An example of student work showing how students make their thinking visible appears below.

Arriving at Useful Indicators

What student actions will indicate success? In the preceding examples from Matsuzawa School and San Francisco USD, notice the specific indicators of progress, such as students “explain their thinking using diagrams and equations,” or “help their partners by teaching not telling.” Find similarly specific indicators that are linked to your vision of student learning and theory of action. Try to avoid vague indicators (“students are engaged”) that reveal little about students’ thinking or development.

Your indicators may differ over grade levels. For example, Matsuzawa teachers expected Grade 1 students to explain their own ideas to the class, but expected older students to explain their own and classmates’ ideas. And by Grade 6, they expected students to explain their own ideas, classmates’ ideas, and how their own ideas had been changed by classmates’ ideas!

Crafting a Useful Research Question, Theory of Action, and Indicators

If you have done research or inquiry with your students, you know that it’s hard to arrive at a just-right research question and theory of action. Don’t be afraid to revise your research question and (especially) your theory of action and indicators as you learn more about your students and your topic. The following reflection questions may help your school shape a useful research question and theory of action.
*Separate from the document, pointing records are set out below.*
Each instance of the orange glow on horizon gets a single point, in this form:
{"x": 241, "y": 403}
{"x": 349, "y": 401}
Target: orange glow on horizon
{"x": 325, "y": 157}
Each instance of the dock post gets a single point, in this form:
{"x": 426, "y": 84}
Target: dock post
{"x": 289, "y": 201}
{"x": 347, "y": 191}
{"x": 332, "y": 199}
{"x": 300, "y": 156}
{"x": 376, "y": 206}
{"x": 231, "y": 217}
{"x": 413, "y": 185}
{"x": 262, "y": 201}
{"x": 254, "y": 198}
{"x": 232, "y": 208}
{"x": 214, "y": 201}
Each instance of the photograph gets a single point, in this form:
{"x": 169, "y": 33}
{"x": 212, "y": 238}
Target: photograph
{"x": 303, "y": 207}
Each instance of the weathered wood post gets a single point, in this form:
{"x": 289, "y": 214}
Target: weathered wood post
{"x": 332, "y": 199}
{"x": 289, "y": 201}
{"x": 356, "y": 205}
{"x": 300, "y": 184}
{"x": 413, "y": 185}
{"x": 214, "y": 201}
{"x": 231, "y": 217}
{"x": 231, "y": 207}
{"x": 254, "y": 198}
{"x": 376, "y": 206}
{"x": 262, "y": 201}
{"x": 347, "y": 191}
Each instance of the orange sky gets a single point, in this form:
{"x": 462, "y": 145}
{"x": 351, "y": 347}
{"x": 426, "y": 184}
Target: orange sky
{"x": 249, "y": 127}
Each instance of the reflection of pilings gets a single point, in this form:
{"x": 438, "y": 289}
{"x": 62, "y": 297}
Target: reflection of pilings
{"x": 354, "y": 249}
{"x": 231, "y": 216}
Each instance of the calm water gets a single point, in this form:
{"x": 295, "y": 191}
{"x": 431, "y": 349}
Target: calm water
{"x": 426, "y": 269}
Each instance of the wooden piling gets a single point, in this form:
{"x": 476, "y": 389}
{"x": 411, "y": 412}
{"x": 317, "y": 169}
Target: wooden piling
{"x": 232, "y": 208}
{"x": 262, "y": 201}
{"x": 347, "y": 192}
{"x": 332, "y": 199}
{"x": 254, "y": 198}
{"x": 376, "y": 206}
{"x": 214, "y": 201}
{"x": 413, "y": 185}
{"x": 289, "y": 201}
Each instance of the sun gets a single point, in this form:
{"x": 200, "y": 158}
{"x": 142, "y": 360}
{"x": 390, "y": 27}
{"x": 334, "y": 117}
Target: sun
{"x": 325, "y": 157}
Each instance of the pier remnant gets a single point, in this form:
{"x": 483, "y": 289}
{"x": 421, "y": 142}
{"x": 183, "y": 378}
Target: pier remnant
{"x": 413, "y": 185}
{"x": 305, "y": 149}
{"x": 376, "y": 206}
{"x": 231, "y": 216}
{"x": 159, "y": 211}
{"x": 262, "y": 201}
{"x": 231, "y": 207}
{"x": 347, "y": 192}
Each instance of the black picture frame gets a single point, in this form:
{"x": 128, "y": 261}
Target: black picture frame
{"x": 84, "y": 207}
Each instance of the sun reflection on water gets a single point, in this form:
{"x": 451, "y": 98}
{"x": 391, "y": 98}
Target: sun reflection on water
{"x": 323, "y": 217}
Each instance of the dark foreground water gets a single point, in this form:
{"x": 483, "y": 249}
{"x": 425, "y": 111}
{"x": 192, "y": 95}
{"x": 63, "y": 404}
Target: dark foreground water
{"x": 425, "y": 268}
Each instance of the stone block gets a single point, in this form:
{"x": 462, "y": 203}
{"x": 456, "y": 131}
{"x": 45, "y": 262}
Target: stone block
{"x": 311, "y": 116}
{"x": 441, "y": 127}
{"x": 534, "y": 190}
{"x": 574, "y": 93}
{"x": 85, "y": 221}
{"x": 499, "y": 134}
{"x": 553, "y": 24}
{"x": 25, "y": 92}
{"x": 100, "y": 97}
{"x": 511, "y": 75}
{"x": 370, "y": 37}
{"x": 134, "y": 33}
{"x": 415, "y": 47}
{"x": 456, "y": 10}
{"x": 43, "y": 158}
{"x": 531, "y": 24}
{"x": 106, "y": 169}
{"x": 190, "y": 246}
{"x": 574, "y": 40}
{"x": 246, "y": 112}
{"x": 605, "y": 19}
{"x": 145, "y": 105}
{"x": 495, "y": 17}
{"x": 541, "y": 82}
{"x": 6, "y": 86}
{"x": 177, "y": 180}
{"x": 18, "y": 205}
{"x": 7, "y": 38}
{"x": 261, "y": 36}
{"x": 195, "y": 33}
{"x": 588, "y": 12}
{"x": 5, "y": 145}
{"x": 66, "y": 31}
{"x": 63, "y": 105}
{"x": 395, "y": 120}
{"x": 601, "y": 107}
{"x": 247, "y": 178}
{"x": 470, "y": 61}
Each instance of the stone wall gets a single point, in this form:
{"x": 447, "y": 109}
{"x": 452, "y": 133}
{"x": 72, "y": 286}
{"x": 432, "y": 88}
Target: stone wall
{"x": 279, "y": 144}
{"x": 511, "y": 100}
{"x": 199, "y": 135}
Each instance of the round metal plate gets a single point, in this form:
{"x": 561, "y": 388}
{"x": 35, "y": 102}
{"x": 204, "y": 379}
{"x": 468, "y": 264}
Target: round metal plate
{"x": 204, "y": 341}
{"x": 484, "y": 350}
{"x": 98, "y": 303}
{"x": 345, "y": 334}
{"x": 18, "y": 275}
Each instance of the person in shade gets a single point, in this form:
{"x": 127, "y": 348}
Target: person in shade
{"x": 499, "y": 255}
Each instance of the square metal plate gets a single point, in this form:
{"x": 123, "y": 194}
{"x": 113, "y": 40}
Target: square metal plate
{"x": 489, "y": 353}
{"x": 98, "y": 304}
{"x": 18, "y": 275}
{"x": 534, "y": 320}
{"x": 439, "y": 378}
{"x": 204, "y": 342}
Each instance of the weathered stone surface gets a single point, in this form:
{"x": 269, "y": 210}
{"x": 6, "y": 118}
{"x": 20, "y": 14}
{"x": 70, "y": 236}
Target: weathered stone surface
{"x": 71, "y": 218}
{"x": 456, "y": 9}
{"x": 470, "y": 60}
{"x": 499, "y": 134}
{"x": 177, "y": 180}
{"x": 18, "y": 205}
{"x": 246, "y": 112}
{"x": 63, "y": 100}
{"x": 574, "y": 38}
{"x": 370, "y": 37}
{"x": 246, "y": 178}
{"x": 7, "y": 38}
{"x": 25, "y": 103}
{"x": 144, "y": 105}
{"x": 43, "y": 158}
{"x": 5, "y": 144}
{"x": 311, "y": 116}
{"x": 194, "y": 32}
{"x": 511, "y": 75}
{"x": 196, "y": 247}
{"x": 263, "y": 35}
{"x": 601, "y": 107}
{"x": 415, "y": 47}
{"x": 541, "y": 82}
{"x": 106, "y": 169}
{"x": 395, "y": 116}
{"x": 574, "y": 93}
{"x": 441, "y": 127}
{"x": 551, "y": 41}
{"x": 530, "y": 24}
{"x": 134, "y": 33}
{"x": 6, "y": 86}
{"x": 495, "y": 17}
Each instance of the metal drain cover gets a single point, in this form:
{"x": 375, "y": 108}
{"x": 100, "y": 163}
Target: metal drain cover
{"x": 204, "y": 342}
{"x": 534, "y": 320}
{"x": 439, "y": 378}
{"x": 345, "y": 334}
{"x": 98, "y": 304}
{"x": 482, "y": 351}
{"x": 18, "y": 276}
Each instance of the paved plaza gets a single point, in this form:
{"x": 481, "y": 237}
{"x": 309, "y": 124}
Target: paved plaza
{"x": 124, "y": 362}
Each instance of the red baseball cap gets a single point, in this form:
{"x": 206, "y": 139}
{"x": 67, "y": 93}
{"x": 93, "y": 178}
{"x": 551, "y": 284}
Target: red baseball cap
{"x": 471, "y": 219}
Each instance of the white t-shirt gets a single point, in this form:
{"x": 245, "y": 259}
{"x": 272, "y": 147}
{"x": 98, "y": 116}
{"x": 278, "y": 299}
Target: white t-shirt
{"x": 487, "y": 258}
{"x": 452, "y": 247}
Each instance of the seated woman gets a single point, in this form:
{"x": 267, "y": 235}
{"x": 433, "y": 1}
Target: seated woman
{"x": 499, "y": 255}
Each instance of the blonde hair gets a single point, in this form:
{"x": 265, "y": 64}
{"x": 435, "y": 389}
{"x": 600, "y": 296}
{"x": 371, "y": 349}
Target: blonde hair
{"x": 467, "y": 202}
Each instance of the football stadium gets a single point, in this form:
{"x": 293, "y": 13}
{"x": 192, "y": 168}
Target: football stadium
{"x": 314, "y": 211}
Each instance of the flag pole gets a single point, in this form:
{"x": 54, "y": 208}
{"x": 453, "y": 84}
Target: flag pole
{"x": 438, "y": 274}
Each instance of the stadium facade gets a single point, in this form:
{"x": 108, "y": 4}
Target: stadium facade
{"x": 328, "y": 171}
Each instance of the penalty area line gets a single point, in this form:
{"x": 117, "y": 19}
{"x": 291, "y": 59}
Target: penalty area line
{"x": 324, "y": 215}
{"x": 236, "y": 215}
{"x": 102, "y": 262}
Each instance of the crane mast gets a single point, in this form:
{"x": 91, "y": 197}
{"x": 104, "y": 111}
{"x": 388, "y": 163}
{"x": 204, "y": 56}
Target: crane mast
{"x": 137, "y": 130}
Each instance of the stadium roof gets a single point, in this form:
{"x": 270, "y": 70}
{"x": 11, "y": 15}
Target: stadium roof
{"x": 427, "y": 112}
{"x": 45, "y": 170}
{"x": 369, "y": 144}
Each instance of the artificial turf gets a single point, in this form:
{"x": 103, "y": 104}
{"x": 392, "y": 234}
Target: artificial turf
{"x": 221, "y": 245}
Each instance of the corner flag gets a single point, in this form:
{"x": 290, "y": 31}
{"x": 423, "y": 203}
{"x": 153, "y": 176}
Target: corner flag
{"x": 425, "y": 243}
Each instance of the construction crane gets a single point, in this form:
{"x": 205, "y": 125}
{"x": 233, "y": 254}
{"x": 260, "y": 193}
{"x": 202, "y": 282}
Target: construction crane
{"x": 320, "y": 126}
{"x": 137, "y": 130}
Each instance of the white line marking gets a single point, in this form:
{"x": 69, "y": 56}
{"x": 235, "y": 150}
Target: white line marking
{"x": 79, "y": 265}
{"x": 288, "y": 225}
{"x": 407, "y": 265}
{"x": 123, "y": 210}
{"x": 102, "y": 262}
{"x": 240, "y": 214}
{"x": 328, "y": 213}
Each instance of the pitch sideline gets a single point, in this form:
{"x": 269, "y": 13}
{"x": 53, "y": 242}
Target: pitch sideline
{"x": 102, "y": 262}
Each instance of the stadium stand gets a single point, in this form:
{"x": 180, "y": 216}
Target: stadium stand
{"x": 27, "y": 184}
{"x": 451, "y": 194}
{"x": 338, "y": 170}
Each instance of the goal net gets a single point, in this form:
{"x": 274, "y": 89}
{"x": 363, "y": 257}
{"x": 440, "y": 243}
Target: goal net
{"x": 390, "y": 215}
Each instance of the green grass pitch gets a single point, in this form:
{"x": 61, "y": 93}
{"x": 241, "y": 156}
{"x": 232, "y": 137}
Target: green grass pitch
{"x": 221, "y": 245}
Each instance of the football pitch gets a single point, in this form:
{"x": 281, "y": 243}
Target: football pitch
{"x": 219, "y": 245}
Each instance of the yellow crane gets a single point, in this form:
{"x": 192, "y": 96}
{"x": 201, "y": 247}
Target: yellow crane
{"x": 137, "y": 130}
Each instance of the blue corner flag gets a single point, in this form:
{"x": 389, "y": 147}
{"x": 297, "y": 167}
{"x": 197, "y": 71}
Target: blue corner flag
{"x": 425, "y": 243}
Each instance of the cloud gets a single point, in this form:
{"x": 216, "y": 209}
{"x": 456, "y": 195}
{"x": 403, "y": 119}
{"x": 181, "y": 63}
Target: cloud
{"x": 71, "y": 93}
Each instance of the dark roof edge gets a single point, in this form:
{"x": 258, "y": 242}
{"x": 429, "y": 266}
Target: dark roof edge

  1. Does this research question really interest us? Will the answer be useful to our school?
  2. Does our Theory of Action build on what is currently known? For example, do colleagues, research or programs suggest the promise of the strategies we propose to try? Conversely, does research suggest our strategies are problematic? (For example, are we relying on extrinsic incentives rather than figuring out how to elicit students’ intrinsic motivation?)
  3. Does our Theory of Action capture some strategies or approaches that teachers at our school would really like to try out?
  4. Do we care about the indicators? Do they seem important, easy to collect, and observable?